Mesmo em Xintang, as coisas são melhores do que nos dias sombrios da Revolução Cultural, quando as pessoas usavam lâmpadas de querosene para luz, panos para sapatos e arroz eram tão preciosos que muitas vezes eram salvas para idosos, crianças ou doentes, disse Hu. Fuxin, cujo dialeto local foi traduzido por Pan, o professor. Vestindo um casaco grosso e uma colcha sobre as pernas para se aquecer na sala de estar de sua modesta casa, a ex-professora de 78 anos lembrou-se de Fred Hu como aluno modelo.
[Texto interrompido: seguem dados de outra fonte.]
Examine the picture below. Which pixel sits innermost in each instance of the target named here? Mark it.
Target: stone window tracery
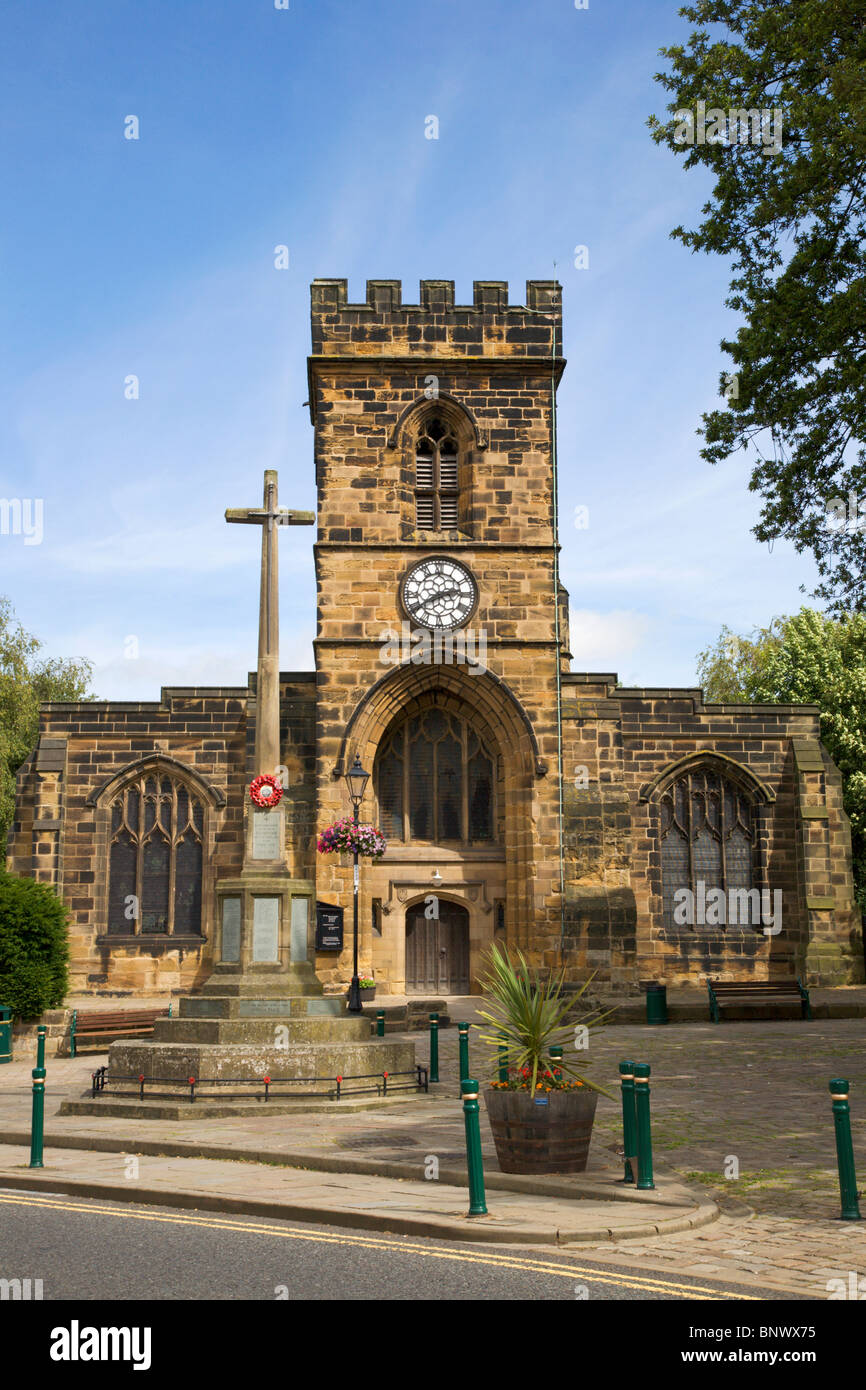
(708, 837)
(156, 858)
(437, 478)
(435, 781)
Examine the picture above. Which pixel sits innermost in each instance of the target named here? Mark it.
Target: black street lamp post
(356, 781)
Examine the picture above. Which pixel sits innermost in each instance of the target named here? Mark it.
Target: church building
(638, 834)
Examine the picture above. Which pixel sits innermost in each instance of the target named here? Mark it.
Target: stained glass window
(434, 781)
(156, 859)
(708, 840)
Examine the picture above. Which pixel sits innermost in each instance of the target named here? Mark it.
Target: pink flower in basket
(344, 837)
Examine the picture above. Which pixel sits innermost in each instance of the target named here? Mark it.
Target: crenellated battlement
(435, 325)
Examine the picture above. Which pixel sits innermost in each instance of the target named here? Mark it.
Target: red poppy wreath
(266, 790)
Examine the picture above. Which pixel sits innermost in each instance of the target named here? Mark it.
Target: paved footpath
(747, 1100)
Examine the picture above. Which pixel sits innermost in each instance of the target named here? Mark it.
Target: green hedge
(34, 947)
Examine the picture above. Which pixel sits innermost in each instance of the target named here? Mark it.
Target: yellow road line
(524, 1264)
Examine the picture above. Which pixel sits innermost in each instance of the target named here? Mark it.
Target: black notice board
(328, 927)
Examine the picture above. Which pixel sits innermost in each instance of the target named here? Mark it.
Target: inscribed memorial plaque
(231, 930)
(299, 927)
(267, 838)
(266, 930)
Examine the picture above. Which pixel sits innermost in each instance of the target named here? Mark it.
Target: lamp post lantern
(356, 781)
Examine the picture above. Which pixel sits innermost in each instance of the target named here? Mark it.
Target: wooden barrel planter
(548, 1137)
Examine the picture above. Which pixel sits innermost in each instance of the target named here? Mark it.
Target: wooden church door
(437, 950)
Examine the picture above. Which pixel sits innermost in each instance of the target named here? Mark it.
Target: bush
(34, 947)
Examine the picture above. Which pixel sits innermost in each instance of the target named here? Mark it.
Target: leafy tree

Hu Primavera Capital investe em novas empresas de economia como a plataforma de serviços financeiros online Ant Financial Services Group e Xunlei Ltd. Ele disse que a criatividade, inovação e visão dos empreendedores chineses é igual àquelas no Vale do Silício e outros centros de tecnologia e acredita que a China ainda pode ascender ao status de mundo desenvolvido. No entanto, ele está cada vez mais preocupado com a direção da política do país sob Xi.

"A China está no caminho certo, mas todo mundo quer saber se eles vão acelerar o processo de reforma que Deng iniciou há 40 anos ou eles vão desacelerar ou recuar", disse ele. "A falta de reformas pode impedir a China de realizar plenamente seu potencial econômico".